Purpose: : A clinical approach to prevent secondary cataract by inhibition or removal of lens epithelial cells involves the intraocular application of pharmacological agents. The goal of our study was to develop an ex vivo model that can be utilized to test for the effectiveness of pharmacological agents for the ablation of lens epithelial cells from the basal membrane.

Methods: : Cultured human capsular rhexis specimens from standard cataract surgery were incubated for 5 minutes with Disulfiram, Methotrexate and Actinomycin D dissolved in pure water or embedded in hyaluronic acid. After drug treatment the residual viable and dead cells were differentiated by use of the Live-dead assay. Cell quantification was facilitated by staining with Hoechst-dye.

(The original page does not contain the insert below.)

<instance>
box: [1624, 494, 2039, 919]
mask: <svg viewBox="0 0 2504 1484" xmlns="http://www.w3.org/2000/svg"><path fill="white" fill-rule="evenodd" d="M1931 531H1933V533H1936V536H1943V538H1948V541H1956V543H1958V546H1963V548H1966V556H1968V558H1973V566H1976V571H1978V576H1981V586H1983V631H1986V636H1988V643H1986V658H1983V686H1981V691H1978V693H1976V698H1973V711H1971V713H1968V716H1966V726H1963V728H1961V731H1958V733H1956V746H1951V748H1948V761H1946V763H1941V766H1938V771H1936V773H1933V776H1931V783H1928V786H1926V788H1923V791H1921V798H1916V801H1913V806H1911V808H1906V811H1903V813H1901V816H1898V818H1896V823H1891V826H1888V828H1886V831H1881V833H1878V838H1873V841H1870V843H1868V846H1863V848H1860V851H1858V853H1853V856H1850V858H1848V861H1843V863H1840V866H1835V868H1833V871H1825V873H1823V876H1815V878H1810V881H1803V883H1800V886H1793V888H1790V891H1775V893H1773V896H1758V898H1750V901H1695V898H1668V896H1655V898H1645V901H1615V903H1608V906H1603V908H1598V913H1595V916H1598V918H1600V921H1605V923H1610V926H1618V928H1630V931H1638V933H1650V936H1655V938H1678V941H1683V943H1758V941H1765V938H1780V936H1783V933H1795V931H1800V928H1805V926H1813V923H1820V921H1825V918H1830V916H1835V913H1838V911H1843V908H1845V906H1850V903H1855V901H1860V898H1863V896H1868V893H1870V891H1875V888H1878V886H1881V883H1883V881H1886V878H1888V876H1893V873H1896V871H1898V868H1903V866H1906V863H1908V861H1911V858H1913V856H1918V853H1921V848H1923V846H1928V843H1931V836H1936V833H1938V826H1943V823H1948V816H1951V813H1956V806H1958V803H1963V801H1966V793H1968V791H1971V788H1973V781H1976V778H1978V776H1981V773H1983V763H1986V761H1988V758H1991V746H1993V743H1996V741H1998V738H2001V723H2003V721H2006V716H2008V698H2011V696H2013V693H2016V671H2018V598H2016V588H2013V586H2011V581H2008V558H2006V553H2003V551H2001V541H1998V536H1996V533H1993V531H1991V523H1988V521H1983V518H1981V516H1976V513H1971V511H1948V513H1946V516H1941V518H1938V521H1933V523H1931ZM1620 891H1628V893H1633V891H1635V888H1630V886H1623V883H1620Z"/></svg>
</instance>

Results: : An ex vivo model was established which allows for the differentiation of drug action on lens epithelial cell ablation from the basal membrane. The Live-dead assay on untreated specimens has shown 1361+/-482 viable cells/mm2. The drug treatment reduced the number of viable cells on the specimens drastically, because it ranges between 0.44+/-0.53 % (6.0+/-7.3 cells/mm2) for Disulfiram, 0.27+/-0.50 % (3.7+/-6.9 cells/mm2) for Methotrexate and 0.07+/-0.19 % (0.1+/-0.27 cells/mm2) for Actinomycin D. Actinomycin D was slightly more potent in cell ablation than Disulfiram and Methotrexate.

Conclusions: : The screening of drugs in the described ex vivo model can help to reduce the number of preclinical studies for secondary cataract prevention. Furthermore, a safe drug application can be achieved by using hyaluronic acid as a hydrophilic polymeric carrier.